Mark Twain wrote this story in 1905, near the end of his life, as a reaction to the savagery of the Philippine-American War that resulted in the deaths of hundreds of thousands of civilians. At the time, his publisher rejected it. The story finally appeared for the first time in 1923 in an anthology called Europe and Elsewhere.
Twain was a great satirist. Here, he ridicules the religious and patriotic fervor that nations evoke as they go off to war. As they pray for victory against their foes, very few people realize the extent of the incomprehensible suffering they are asking God to inflict upon their enemies. The Old Testament of the Bible has numerous stories of prophets that confronted kings and countrymen and held them accountable for their sins.
In this story, the old man who trespasses in the church service is like one of these prophets. In God's name, he holds the people accountable for what they have wished upon their enemies. In this story, Twain is expressing the insanity of the patriotic and religious fervor that brings on such a violent spirit.
This short piece by Mark Twain is a condemnation of the kind of patriotic fervor that was often drummed up in times of war in the nineteenth and early twentieth centuries and which leads people to pray for the victory of their own people without pause to consider what this would mean for the people of the enemy. In critically analyzing it, it is very important to consider Twain's choice of language and structure, all of which contribute to his meaning, particularly the final, ironic statement that the mysterious man was thought "a lunatic, because there was no sense in what he said." Twain here makes clear that fervor for war can make people incapable of rational thought, and rational thought seem unpatriotic or insane.
In critically analyzing the piece, consider:
1. What is Twain's purpose in writing it? Twain was writing in 1905; he had been a staunch critic of American expansion into the Philippines and the Spanish-American war, and his motivations seem to be to persuade the reader that this kind of warmongering is not only counterproductive, but insane.

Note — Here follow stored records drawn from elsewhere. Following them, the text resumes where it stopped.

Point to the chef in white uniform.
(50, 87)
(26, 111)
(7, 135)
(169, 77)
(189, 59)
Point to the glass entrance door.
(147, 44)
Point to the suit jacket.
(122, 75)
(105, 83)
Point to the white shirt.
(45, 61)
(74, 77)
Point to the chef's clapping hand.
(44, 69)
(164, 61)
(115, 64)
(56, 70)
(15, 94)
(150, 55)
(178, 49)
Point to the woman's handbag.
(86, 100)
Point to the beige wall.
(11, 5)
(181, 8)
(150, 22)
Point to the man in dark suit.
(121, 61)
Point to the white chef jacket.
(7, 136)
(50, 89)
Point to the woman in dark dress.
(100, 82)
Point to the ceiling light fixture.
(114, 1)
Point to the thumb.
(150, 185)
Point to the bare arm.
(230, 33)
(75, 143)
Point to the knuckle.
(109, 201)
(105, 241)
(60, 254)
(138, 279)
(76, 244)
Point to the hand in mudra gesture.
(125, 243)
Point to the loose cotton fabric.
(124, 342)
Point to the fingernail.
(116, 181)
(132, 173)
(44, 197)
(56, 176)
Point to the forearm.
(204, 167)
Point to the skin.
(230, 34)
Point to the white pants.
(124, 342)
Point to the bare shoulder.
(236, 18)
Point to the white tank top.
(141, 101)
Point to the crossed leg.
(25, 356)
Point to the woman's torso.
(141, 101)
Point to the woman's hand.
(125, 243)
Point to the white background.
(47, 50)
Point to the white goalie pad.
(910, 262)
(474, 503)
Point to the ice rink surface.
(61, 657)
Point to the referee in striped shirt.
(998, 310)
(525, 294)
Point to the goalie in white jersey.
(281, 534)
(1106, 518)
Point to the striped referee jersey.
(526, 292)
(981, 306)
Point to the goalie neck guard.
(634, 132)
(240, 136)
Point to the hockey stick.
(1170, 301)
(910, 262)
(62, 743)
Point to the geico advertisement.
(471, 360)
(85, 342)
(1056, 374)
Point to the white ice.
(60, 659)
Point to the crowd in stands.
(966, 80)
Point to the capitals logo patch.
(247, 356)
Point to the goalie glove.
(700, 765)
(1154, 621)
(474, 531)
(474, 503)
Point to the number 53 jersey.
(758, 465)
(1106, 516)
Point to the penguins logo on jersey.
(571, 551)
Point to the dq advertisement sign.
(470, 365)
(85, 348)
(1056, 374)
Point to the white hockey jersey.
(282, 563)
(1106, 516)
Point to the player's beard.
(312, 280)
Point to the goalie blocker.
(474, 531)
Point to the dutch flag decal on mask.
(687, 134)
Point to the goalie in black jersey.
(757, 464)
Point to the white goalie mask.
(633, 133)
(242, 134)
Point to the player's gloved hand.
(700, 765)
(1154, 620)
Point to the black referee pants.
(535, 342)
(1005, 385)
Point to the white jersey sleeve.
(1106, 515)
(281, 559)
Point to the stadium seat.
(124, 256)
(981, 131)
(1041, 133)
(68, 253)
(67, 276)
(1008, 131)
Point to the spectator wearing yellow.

2. How does Twain achieve this purpose? Think about the language used in the opening section, particularly the lengthy sentences with multiple clauses. Twain is here enumerating the many many ways in which the war is being celebrated and heralded; it seems almost a bombardment; the narrator barely pauses for breath. This seems to echo the way in which fervor for war can catch up civilians, by simply bombarding them with empty patriotism until they cannot think beyond it. War and the trappings of war can seem an extremely enticing prospect.
3. What is Twain saying with the introduction of the stranger into the church, and why does he use this device? The stranger is unidentified, but he says that he has come from "the Throne" -- that is, he is a representative of God who wants to make clear to the people what their patriotic fervor really means. He uses Biblical language, which is clear and decisive, quite in contrast to the long, breathless sentences of the first part of the story. He sets out, clearly and straightforwardly, the terrible things these people are actually wishing upon their "enemy," but which they do not want to contemplate. And do they listen to him? No -- in the end, they choose to bury their heads in the sand. They don't want to listen to what is rational, preferring to let themselves be swept up by marching bands and bunting and the idea of "noble" death, not realizing that it is they, and not the visitor, who are the "lunatic" fringe.